Looking at the distribution of the transactions across the 24h window, we can see that fraudulent transactions were mostly performed late at night or early in the morning. So for the initial version of the rule, we can try to use the condition HOUR_OF_DAY < 5:

RULE 1a: if (HOUR_OF_DAY <=5) then ALERT()

Looking at this rule efficacy, we see that it hits 5 out of 6 frauds (TP=5) but also generates 2 false positives (FP=2). And since we are more focused on low FP we will adjust the rule.

RULE 1b: if (HOUR_OF_DAY > 1 and HOUR_OF_DAY <=5) then ALERT()

This adjusted rule will have TP=4 (so we are missing 2 out of 6 frauds), but it has FP=1.

We did improve the initial condition and decreased the FP but also decreased the TP; now, let's look at whether we can use other interesting characteristics in our rule.

One of the most common, if not the most common field/column used in almost any rule will be TNX_AMT - transaction amount. It is often used to filter out very low-amount transactions, which - even if fraudulent - wouldn't make sense to investigate as the investigation cost might be higher than the lost amount. So let us expand our dataset with this new column.

Let us visualize the transactions using both characteristics - HOUR_OF_DAY as well as TNX_AMT:

When we look at the transactions layout and focus on the x-axis representing the amount, we observe that the majority of the transaction are placed beyond 450 (LCY = local currency). So using this information, we adjust the rule accordingly.

RULE 2a: if (HOUR_OF_DAY <=5 and TNX_AMT >= 450) then ALERT()

This new rule hits 5 out of 6 frauds (TP=5), but it also generates 1 false positive (FP=1). And since we are more focused on low FP we will adjust the b) version of the rule.

RULE 2b: if ((HOUR_OF_DAY > 1 and HOUR_OF_DAY <=5) and TNX_AMT >= 450) then ALERT()

This version of the rule hits 4 out of 6 frauds (TP=4), but it doesn't generate false positives (FP=0), and that is very good news.

Repeating our previous process, we look for another relevant indicator that might improve the KPIs of the rule we have designed so far.

Another characteristic would be whether the transaction was performed locally or outside the country (domestic vs. international transactions). This might make a lot of sense, especially with the first characteristic - HOUR_OF_DAY. International transactions can happen locally at any hour of the day because of different time zones. So if we were observing a lot of fraudulent ATM transactions happening at night time or in the early morning hours, this would not necessarily be the case for international transactions happening on the other side of the globe.

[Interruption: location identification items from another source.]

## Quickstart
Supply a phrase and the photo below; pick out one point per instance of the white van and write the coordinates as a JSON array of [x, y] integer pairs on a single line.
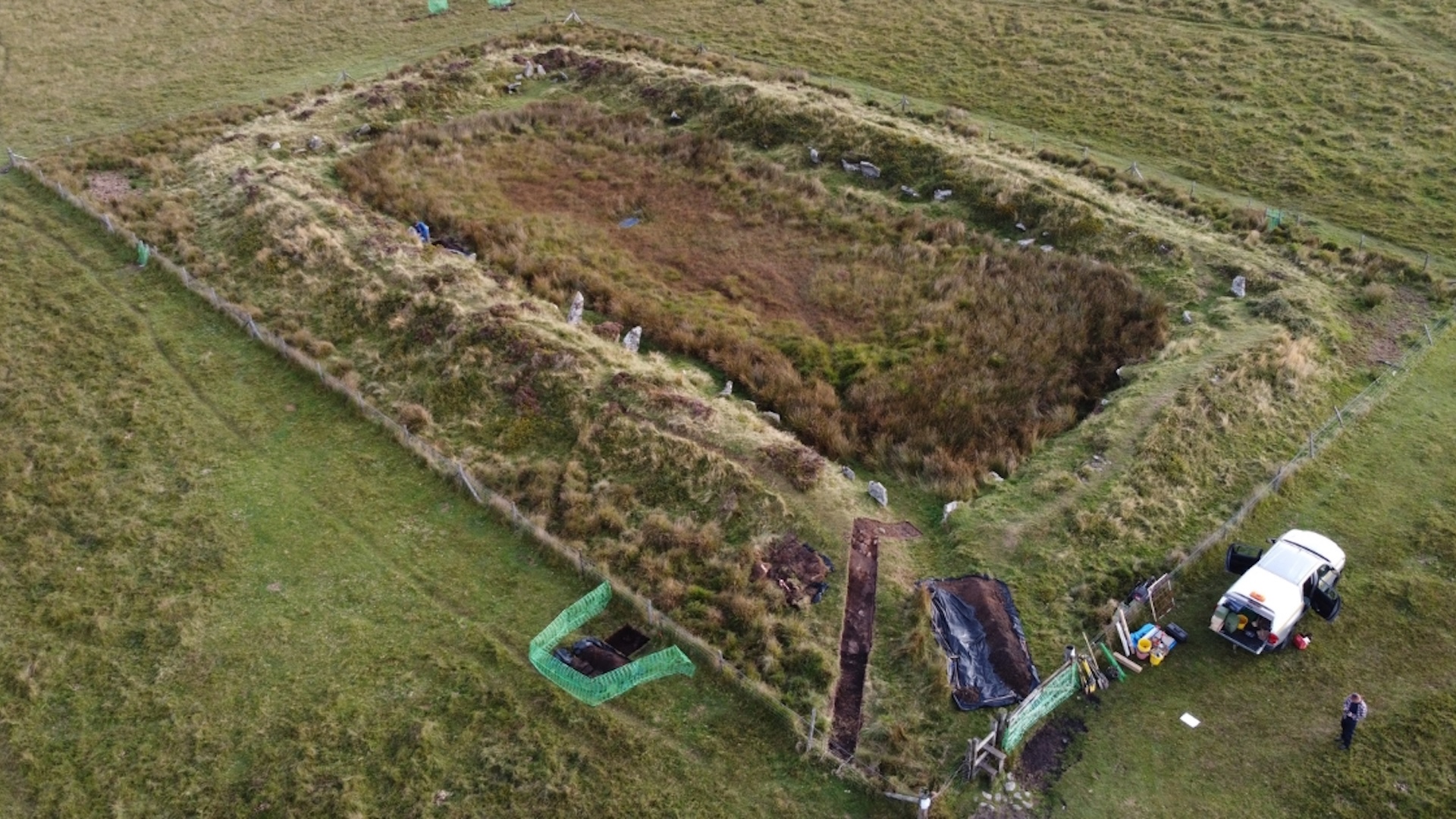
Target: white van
[[1296, 573]]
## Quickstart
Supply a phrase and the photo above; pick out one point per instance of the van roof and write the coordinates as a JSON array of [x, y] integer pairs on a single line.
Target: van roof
[[1318, 544]]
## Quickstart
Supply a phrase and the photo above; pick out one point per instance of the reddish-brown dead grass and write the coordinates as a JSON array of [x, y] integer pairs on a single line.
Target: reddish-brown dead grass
[[874, 331]]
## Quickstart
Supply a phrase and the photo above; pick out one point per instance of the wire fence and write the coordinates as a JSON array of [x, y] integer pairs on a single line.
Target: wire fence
[[1323, 436], [813, 735]]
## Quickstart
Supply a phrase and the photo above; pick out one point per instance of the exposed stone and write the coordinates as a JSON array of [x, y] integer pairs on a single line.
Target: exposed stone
[[579, 303], [877, 491]]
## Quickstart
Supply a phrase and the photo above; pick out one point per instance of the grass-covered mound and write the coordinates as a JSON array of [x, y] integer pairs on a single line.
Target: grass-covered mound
[[839, 312]]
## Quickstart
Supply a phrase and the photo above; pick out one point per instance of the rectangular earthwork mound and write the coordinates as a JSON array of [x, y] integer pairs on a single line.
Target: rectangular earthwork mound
[[977, 626]]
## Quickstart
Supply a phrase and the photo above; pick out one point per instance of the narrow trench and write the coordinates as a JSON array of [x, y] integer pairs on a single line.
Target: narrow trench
[[858, 634]]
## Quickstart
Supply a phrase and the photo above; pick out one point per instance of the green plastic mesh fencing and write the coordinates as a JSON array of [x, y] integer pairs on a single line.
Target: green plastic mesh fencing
[[598, 689], [1040, 703]]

Visualizing 3rd metric would require 3 dimensions, but we will cheat it by using icons depicting whether the transaction is domestic (house icon) or international (plane icon).

Looking at the visualization, we can adjust our rule as follows:

RULE 3: if ((HOUR_OF_DAY <=5 and TNX_AMT >= 450 and DOM_INT_FLG = "Domestic") then ALERT()

Now this rule is an adjustment of version 2a) of our rule, but as we can see, it gives better KPI metrics. This rule can capture 5 out of 6 frauds (TP=5) while not triggering false positives (FP=0).

Conclusion

This way, we could continue to test further patterns and try to capture the last remaining fraud (from our sample dataset) or create a separate rule targeting only international ATM withdrawals. Nevertheless, for our example, we conclude the current task at hand and consider the rule good for deployment into production.

But as you are probably well aware, it will not be as straightforward as in our above example. You will potentially work with thousands or millions of transactions, among which you will have a few tens or hundreds of frauds. So the best approach to tackle the wide variety of fraud cases is to divide and conquer. That means selecting certain types of fraud with common behavior patterns and mitigating them one by one, ordered by priorities (number of incidents, loss amount, etc.)

Only next best to this approach is leveraging the power of analytics, which will help you construct more accurate models (rules), though sometimes with less explainable structure. But this is a topic for another blog.